Spanish prime minister Jose Luis Rodriguez Zapatero told parliament in Madrid today that he plans to reduce public wages 5 per cent this year and freeze them in 2011. The measures will reduce the deficit by an additional 1.5 percentage points of GDP over two years, taking the shortfall to 6 per cent in 2011.

"There will be much bigger scrutiny and a tougher budget surveillance" after the Greek crisis, said Simon Barry, chief economist at Ulster Bank in Dublin. "We had a game changing series of events. Chances of a full fiscal union have definitely increased a lot."

However, France's government spokesman today expressed doubts over European Commission proposals.

"It's parliament that votes on the nation's budgets, it's not the European Commission that votes on the budget of the French nation," said government spokesman Luc Chatel after a cabinet meeting. "Parliament remains sovereign in the area of budgetary and fiscal decisions."

However, Mr Chatel said that France supported the idea of better fiscal and budgetary co-ordination, adding that it was necessary to set common targets. "There is obviously an exchange between the finance minister, the budget minister, with the Commission before the preparation of the annual budget and in the context of the budget over several years," he told reporters.

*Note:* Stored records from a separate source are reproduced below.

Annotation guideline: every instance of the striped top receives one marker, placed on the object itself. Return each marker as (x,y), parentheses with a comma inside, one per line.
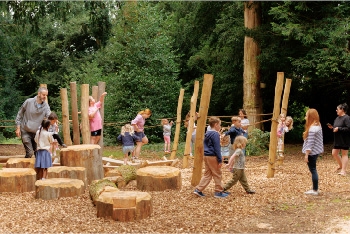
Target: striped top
(314,141)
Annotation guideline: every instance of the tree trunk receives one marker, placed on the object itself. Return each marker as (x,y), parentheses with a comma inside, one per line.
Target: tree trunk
(252,101)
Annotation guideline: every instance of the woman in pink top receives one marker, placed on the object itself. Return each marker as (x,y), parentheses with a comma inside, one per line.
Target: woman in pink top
(95,118)
(138,124)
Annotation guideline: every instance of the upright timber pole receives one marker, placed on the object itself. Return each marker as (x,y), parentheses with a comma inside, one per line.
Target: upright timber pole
(65,117)
(75,118)
(101,90)
(178,124)
(201,124)
(194,98)
(284,108)
(273,133)
(85,124)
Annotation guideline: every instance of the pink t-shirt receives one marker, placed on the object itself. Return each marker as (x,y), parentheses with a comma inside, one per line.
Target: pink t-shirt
(96,121)
(139,121)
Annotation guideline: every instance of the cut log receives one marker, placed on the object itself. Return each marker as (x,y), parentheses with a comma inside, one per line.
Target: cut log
(98,186)
(85,155)
(124,206)
(3,159)
(20,163)
(158,178)
(17,180)
(58,187)
(67,172)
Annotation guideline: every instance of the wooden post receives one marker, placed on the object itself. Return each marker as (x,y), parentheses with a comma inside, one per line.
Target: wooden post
(75,119)
(94,92)
(284,108)
(101,90)
(201,124)
(85,113)
(194,98)
(65,117)
(178,124)
(273,133)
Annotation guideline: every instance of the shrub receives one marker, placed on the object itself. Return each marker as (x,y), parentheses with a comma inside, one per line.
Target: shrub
(258,142)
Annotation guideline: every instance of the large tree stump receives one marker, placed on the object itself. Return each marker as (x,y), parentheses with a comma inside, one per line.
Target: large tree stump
(124,206)
(84,156)
(20,163)
(17,180)
(58,187)
(68,172)
(158,178)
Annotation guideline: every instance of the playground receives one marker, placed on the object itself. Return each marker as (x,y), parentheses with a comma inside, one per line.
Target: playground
(279,204)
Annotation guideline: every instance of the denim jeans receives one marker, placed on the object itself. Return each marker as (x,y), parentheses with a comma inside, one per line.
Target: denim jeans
(312,167)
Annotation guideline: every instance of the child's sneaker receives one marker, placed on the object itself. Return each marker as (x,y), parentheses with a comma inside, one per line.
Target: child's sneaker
(250,191)
(311,192)
(220,195)
(198,193)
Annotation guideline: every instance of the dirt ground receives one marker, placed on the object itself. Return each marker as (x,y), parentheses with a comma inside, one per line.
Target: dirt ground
(279,204)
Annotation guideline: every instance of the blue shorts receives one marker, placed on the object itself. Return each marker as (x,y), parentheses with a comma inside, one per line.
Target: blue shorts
(96,133)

International Monetary Fund first deputy director John Lipsky said yesterday that while the rescue package is "an important step," debt-burdened nations must now step up consolidation efforts.

"The bedrock of dealing with these problems are the efforts of stabilisation and adjustment of each of the individual countries," he said, adding that virtually all advanced economies will need to push down budget deficits.